The 2014 law does not provide for the establishment of a special tribunal to prosecute those responsible for the most serious crimes, including war crimes, crimes against humanity, and genocide.
“The absence of provisions for a special tribunal in the Truth and Reconciliation Commission law was a missed opportunity for ending impunity and bringing closure to decades of suffering,” Bekele said. “But the lack of a special tribunal doesn’t exonerate the government from its responsibility to deliver justice to survivors and victims’ families through the court system.”
The anniversary was covered by a range of media, including Radio France International, the Huffington Post, Radio Okapi, Afrik.com and South Africa’s Times Live, along with a post that I wrote for Amnesty UK’s blogs platform.
In the Huffington Post, Obadias Ndaba suggests that a misguided notion of “political stability” may be behind the failure to hold to account Agathon Rwasa and others suspected of involvement in Gatumba.
Mr. Rwasa, whose organization has long been labelled a terrorist group by African leaders, recently announced that he will be running for President of Burundi in 2015. This will be his second attempt at the position, as he ran in 2010 and lost. In 2008, Mr. Rwasa transformed his militia into a political party, but by 2011 he was still carrying out armed attacks against civilians. Yes, there are countries where mass murderers can run for the highest office of the land…
The fact that someone like Agathon Rwasa is free and able to run for public office twice is beyond a mere sign of dysfunction and lawlessness in central African nations — notably Burundi and Congo — it is a failure of the international community, too. The international community, with its outsized influence in the region, has lost much of its credibility by standing idly by and letting monsters roam in the name of “regional stability.”

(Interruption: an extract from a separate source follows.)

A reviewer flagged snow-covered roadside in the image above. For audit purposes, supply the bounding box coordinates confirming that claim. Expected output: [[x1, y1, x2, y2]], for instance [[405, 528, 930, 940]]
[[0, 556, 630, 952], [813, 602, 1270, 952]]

Seeing the charred bodies, blackened by smoke, women survivors begin to scream in despair, crying bitterly. A young man who had managed to escape by tearing the tent cries in front of the remains of his mother. The lifeless body of his little sister was unrecognizable: it was all black, burns were deep, the bones of the fingers and part of the tibia were visible, her face half burnt.
A few brave men were eager to cover all the burned or mutilated bodies. Most had apparently been killed with a machete: the cuts were deep, gaping injuries. The circling flies, like vultures at the sight of prey, had already appeared over these dead bodies.

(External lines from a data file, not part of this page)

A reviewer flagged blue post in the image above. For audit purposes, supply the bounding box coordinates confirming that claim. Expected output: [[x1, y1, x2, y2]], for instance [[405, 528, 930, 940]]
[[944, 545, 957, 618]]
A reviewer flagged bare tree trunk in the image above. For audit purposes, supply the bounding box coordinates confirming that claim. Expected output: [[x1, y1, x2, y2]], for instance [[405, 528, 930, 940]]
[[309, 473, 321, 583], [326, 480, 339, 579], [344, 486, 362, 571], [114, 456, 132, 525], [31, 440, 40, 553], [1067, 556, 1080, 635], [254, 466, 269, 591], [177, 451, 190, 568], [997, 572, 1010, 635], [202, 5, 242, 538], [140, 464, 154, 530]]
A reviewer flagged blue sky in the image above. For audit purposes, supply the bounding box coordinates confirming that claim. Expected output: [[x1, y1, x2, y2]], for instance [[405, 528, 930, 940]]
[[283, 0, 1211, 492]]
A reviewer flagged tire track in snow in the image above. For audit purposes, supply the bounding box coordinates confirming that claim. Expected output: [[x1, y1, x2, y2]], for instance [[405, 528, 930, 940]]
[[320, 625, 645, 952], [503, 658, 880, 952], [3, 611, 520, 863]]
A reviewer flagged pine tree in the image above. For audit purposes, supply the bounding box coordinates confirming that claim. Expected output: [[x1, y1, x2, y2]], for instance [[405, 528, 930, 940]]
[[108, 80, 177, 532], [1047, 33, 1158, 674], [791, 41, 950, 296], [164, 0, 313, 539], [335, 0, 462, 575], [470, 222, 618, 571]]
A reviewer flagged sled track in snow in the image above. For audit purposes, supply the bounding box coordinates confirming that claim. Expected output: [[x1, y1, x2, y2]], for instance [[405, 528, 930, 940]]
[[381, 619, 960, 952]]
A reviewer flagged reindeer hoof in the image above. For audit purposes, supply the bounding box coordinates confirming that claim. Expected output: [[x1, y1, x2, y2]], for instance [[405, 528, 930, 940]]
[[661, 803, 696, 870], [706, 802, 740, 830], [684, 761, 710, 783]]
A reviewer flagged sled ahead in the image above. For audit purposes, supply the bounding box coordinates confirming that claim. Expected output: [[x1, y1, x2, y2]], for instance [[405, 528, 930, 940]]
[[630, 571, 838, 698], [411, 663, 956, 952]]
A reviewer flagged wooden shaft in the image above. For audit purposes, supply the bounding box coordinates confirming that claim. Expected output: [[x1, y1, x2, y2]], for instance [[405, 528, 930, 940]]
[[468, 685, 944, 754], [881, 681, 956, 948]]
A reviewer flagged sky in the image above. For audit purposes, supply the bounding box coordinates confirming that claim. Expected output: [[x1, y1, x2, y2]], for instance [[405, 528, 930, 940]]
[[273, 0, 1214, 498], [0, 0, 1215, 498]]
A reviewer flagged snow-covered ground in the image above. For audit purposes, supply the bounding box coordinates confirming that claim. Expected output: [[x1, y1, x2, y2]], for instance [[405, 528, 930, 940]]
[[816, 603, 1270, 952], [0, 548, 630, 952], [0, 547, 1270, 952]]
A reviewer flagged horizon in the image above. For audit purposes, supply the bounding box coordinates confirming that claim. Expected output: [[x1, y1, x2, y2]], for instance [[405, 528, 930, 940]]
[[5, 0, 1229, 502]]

Cries of pain are amplified by the discovery of others killed horribly. We begged ‘Nyagasani’ God in Kinyarwanda. Among these people there who had their skulls crushed, others had been stabbed, very few had been shot. Shredded bodies gave the impression that the killers had used grenades before setting fire to the tents housing the Banyamulenge.
Even those who thought they were tough did not hold back their tears at the sight of a mother and two babies, twins, all hacked to death, lying in a pool of blood.
Among the horrific images of the carnage of unprecedented brutality, there is also this young mother killed at close range with a bullet in the back while trying perhaps to protect her baby, using her body as shield.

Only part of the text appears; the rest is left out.